Like all these things, it started innocently enough. We all joined in, because it was fun, and every time someone enjoyed what we wrote, or shared it, we got that little hit of dopamine that our stupid monkey brains so desire.
It got a little darker as time went on, and a nastiness crept in that was disconcerting, though not enough to stop us chasing that dopamine. Then it got a bit insidious, when shadow governments began to use it to try and change our behaviour. And still we kept using it, even as society began to feel scary, and we saw things happening that we thought we’d never see again.
And still, we craved that little hit.
You’d have thought all that would have been enough to stop us using it.
On and on we went.
Until it was far too late.
No-one realised what it was really doing.
Not until the end.
It was eating our thoughts.
Feeding on them.
Nourishing itself, growing in secret, somewhere under the ocean, probably in a server cooling facility. No-one really knows where.
Then one day, it rose.
So huge, tsunamis wiped out coastal cities on different continents.
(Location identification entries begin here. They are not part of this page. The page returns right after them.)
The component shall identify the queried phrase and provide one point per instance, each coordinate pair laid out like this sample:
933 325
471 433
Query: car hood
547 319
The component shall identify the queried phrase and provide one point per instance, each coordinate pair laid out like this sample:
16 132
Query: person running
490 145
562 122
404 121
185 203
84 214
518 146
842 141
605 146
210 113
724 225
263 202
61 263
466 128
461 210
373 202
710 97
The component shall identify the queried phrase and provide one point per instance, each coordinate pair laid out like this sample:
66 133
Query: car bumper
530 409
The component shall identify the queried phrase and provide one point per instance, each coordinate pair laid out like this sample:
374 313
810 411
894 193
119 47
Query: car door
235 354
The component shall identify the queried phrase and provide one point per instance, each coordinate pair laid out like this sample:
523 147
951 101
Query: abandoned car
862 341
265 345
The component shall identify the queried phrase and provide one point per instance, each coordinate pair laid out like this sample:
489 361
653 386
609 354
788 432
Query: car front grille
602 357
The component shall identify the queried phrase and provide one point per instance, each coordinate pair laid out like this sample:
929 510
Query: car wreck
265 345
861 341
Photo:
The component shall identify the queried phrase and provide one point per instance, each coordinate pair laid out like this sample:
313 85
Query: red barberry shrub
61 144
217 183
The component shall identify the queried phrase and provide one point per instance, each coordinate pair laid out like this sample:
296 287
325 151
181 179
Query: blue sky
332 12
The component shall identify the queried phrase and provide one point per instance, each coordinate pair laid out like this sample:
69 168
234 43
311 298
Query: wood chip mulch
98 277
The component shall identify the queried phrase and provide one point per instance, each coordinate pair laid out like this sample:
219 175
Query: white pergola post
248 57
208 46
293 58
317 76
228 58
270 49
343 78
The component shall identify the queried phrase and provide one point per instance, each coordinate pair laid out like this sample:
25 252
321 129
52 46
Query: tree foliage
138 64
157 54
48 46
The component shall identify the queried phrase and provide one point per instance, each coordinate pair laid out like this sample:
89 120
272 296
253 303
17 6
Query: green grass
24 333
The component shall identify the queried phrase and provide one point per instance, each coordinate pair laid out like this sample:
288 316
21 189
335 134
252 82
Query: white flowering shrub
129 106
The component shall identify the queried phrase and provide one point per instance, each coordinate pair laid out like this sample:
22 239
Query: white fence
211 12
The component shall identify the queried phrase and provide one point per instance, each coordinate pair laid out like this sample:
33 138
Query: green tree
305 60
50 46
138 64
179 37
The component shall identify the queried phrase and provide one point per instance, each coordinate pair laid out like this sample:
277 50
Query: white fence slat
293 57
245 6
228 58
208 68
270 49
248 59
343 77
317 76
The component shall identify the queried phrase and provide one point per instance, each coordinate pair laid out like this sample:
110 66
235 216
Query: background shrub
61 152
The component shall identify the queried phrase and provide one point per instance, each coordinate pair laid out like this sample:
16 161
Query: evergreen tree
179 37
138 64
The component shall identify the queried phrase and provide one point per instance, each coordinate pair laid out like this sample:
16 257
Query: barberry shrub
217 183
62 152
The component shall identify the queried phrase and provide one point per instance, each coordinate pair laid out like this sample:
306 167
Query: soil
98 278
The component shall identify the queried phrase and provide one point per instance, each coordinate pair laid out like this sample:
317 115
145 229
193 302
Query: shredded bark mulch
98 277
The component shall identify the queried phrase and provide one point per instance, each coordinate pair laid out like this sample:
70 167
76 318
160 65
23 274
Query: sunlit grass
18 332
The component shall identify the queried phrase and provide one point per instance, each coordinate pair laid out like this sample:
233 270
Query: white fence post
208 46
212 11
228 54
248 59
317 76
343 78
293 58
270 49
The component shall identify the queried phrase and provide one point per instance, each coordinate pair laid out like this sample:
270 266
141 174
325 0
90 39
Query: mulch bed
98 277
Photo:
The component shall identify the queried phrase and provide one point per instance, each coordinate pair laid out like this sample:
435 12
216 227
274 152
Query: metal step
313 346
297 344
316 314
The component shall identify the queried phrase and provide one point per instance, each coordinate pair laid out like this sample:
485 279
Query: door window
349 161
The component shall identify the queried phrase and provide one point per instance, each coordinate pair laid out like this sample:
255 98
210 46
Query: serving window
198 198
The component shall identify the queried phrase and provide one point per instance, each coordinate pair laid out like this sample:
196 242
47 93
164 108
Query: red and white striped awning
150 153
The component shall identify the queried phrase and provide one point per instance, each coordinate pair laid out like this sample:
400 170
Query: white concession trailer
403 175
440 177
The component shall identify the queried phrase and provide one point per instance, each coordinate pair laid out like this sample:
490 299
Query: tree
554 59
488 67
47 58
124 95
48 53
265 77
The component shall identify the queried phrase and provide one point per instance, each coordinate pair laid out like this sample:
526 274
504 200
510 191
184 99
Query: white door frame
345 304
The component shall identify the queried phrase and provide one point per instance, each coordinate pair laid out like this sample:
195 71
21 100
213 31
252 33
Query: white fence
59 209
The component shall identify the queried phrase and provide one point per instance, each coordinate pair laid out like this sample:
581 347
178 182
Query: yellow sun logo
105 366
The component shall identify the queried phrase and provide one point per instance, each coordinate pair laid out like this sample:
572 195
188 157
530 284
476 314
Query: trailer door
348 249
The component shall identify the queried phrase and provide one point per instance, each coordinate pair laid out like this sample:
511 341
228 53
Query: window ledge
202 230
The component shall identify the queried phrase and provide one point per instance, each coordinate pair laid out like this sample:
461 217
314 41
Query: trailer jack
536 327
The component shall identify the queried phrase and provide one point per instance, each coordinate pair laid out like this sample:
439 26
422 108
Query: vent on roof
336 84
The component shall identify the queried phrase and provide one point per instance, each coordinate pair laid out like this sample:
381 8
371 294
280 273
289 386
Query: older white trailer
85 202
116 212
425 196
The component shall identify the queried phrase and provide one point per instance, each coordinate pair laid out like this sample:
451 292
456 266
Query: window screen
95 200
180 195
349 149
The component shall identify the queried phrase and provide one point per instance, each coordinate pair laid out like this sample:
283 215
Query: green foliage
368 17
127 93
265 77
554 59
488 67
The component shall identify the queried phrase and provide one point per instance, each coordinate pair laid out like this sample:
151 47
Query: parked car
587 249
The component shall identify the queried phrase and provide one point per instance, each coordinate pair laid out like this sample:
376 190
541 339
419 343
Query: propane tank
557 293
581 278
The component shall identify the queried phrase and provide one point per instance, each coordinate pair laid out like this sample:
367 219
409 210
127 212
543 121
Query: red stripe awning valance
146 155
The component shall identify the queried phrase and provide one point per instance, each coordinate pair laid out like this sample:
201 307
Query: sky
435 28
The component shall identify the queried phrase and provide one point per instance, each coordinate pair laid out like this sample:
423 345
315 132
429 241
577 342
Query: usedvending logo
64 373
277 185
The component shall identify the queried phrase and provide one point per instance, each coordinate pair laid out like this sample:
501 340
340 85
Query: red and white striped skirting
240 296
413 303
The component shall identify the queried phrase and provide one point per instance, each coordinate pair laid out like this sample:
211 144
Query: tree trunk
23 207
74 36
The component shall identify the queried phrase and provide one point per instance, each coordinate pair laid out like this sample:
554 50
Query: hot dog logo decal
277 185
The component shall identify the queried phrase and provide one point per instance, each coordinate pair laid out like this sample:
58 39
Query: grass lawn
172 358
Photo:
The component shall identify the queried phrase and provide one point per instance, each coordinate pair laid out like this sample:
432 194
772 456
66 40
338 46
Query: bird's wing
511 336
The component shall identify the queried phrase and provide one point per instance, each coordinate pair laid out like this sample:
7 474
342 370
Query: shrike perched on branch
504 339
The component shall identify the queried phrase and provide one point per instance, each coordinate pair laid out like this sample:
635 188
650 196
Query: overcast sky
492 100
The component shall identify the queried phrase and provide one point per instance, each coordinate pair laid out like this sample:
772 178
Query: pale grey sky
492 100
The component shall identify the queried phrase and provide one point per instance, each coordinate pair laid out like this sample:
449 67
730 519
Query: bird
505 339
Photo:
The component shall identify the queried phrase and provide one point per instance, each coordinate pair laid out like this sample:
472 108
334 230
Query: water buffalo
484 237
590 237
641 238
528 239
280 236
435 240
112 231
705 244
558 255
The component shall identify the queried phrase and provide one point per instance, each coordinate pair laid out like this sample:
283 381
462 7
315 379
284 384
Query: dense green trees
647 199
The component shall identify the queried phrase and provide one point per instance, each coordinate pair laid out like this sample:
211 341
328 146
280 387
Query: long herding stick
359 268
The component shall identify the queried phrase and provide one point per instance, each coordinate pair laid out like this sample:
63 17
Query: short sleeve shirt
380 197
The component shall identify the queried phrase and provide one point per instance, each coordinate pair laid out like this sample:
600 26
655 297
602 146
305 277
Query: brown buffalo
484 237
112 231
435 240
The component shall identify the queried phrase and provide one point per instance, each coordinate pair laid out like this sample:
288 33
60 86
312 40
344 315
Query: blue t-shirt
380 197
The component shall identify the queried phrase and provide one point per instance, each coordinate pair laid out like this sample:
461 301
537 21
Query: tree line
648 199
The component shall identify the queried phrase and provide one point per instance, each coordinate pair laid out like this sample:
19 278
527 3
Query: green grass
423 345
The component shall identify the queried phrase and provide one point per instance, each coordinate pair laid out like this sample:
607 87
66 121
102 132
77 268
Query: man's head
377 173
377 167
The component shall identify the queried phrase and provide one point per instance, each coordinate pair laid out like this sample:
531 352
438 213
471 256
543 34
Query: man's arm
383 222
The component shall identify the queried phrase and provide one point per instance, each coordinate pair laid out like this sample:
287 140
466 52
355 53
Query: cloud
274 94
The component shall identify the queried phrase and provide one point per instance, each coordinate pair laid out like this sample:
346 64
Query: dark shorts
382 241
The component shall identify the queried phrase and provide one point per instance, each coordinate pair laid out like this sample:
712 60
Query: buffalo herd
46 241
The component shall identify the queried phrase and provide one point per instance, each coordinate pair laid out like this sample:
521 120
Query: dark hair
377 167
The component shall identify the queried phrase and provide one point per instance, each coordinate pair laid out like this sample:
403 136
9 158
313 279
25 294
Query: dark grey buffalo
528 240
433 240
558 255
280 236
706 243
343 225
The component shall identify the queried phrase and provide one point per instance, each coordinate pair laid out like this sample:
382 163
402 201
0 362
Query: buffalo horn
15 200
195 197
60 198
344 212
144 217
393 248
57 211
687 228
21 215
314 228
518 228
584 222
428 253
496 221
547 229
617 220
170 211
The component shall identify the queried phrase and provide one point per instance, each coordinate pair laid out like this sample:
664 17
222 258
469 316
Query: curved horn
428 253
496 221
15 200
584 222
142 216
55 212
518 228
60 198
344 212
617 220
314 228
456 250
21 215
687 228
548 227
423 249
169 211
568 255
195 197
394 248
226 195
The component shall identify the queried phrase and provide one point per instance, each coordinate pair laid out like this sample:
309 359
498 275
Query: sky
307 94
It cast hundred mile long shadows, and blocked out the sun from the right angle. Satellites picked it up first, its massive scaled back, and huge head large enough to be seen from space. As it waded towards the shore, sending massive bores one after the other with each stride, the helicopters came to show us on our screens. And still we shared those videos.
It reached dry land, and stomped buildings and crashed through skyscrapers.
Then it dipped its head, opened its mouth, and let out a roar that could be heard around the world.
It ate an entire city of people. Then moved on to the next, and the next, and the next.
Nothing could stop it.
It never roared again, it just ate its way across one continent after the other.
I can still hear that bellowing roar though, as if it was still echoing through my ears. I wake up at night, sweating, screaming. I can’t stop hearing it. It haunts my dreams, it fills my waking hours. It’s the only two words I know how to say now.